Sunday, 15 February 2015

Kitchen duty.

When I was in my late teens I would always hang out at my best friend's house, and her mom would always put her and her sisters on kitchen duty. Debone the chicken, skewer the pork, chop the onions, pound the garlic, cook the rice, set the table, and the list goes on.
"You'll never find a husband if you can't cook," she would say, over and over again, to her daughters. "Nobody wants to marry a wife who can't perform her kitchen duties."
Recently I told Darren this, and he laughed because I was the perfect example of how a woman can get married despite being entirely useless in the kitchen. But how common of an example am I, really?

How many women are actually unable to cook for their husbands? Is this something I should feel bad about, is it a responsibility I have to a happy home?

I mean, my husband cooks for me about once a week and happily sets the table and serves dinner for both of us. This morning he was looking up chicken and fried rice recipes online so he could expand his kitchen repertoire.

Archaic wife-in-the-kitchen mentality aside, I reckon that I should learn how to cook, a dish at a time, and maybe someday I'll be able to make a dish that Darren actually wants to eat. It would allow us to eat healthier meals, I think, and save money by not having to eat out or get takeout that much.

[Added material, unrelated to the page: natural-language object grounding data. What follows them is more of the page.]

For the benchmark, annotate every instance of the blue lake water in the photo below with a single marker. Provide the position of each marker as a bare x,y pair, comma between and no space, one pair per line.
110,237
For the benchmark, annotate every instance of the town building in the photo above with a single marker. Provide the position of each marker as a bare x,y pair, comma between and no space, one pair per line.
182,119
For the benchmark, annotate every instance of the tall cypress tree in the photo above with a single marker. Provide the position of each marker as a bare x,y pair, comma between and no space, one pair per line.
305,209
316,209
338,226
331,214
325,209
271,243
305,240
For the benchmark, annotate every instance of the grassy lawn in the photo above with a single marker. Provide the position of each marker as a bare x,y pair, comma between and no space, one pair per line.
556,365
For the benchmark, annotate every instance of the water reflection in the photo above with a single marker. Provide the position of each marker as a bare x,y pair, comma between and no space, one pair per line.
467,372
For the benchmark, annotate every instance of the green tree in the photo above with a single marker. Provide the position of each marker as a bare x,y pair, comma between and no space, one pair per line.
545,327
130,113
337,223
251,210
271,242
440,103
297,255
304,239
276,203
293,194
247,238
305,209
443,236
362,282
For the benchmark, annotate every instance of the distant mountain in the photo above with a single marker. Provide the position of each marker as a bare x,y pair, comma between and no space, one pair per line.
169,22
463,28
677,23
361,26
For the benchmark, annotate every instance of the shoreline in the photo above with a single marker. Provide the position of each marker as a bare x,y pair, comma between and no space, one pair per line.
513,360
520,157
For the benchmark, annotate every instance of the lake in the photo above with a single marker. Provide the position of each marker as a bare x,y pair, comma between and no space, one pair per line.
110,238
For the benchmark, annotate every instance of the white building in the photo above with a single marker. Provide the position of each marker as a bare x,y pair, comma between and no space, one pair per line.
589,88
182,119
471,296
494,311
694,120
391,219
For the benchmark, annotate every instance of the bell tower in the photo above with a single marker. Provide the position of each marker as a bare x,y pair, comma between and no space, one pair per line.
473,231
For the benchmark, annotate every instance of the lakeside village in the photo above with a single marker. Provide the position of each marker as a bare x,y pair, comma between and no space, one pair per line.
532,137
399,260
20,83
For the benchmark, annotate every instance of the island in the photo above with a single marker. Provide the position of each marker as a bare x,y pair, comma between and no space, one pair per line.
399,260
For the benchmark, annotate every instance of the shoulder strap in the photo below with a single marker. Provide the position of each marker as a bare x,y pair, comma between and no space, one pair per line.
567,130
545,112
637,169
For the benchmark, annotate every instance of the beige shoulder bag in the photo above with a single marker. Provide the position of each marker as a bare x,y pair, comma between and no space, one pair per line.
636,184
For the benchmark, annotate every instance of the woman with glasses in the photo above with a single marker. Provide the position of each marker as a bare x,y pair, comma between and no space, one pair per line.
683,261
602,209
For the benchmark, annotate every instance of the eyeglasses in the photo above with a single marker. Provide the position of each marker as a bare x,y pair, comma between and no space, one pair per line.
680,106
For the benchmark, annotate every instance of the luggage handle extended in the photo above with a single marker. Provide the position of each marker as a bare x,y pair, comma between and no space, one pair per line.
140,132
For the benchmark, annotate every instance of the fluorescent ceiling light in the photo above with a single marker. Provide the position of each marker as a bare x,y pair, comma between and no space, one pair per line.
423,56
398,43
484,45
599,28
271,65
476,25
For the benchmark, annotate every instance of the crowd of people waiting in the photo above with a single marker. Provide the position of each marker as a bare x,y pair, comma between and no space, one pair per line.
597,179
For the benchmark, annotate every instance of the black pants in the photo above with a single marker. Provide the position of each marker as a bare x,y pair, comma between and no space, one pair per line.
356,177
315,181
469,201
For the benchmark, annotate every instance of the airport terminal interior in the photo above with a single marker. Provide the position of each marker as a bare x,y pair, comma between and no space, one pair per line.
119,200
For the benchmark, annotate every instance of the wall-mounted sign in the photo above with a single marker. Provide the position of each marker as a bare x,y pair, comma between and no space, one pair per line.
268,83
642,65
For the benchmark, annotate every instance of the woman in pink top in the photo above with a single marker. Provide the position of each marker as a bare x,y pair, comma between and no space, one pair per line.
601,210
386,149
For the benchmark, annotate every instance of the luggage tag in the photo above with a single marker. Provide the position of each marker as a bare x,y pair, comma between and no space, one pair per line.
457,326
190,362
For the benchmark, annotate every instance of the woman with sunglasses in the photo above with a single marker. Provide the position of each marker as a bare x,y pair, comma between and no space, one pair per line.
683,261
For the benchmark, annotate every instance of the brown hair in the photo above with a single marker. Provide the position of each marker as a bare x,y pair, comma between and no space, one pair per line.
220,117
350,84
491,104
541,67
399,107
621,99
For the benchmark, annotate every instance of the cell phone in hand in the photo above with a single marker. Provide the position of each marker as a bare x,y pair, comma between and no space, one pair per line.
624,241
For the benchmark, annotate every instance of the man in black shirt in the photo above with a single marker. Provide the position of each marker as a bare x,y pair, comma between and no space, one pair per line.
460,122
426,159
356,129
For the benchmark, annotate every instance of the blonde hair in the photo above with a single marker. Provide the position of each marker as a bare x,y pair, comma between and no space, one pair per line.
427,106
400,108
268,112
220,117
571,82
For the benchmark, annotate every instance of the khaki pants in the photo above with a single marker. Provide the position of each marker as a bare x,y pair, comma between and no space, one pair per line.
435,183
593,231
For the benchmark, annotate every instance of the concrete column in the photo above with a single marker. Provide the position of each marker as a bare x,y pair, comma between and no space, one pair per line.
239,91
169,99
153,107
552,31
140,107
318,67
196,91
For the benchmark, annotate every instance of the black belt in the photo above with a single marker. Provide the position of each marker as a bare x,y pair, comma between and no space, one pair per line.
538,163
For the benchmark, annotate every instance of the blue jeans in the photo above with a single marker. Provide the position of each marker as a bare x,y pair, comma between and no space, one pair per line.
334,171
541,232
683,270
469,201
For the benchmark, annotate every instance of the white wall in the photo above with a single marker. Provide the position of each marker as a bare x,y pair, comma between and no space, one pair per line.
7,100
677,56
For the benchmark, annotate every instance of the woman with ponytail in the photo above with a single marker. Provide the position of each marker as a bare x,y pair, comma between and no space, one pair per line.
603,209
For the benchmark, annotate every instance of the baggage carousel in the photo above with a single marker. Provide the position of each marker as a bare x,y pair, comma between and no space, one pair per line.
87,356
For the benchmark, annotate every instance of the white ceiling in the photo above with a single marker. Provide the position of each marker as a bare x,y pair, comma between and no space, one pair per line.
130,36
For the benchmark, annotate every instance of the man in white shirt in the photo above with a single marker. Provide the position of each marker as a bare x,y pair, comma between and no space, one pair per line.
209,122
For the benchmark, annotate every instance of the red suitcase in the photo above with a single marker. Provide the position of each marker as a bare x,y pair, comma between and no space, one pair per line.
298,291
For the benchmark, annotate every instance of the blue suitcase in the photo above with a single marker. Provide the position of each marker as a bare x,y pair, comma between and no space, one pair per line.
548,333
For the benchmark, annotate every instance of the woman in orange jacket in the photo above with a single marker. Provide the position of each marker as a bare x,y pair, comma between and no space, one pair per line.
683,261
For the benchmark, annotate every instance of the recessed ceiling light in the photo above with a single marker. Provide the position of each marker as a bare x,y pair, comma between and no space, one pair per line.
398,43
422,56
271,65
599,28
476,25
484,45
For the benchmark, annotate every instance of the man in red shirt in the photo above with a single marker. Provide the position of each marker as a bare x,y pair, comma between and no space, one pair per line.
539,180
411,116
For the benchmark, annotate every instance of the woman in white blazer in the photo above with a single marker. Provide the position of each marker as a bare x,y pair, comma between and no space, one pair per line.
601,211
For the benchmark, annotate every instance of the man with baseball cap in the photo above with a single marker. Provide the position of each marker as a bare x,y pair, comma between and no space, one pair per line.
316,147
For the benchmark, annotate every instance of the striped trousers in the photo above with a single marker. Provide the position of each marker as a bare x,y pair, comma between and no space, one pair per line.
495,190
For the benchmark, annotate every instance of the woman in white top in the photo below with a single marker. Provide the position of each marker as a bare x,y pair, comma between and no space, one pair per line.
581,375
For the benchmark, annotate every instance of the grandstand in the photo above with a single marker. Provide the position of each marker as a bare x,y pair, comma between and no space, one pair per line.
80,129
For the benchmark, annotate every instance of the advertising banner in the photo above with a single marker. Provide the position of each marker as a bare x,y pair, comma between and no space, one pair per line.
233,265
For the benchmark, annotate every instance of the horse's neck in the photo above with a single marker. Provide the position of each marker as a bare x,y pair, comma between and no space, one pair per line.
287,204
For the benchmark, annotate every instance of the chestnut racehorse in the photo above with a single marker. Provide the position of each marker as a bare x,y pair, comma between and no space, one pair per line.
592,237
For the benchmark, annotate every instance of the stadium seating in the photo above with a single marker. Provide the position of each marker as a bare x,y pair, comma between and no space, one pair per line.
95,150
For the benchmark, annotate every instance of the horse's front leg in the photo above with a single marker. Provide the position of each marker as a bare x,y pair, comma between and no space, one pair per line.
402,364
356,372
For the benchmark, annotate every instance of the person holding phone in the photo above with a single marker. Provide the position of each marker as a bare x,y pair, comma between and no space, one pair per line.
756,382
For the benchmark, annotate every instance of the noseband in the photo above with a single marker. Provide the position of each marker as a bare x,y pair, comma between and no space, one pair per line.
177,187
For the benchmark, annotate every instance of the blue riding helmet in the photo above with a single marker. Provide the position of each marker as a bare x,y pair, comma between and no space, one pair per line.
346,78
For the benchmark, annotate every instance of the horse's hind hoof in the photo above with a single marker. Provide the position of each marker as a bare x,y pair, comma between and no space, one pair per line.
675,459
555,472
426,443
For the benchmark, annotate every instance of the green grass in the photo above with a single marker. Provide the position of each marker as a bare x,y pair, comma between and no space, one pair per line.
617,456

So far, I'm able to pan-fry just about anything, scramble eggs, boil eggs, make instant noodles and make sandwiches.

Don't get me wrong, I'm absurdly proud of myself for being able to do any of these things - because not too long ago I was entirely useless in the kitchen. But the thing about being married to someone from a different culture is that your culinary tastes are different too, and there's nothing that I can make that my husband wants to eat. The food he wants to eat, I've never even had before. I wonder if other people have this issue too, and how they resolved it?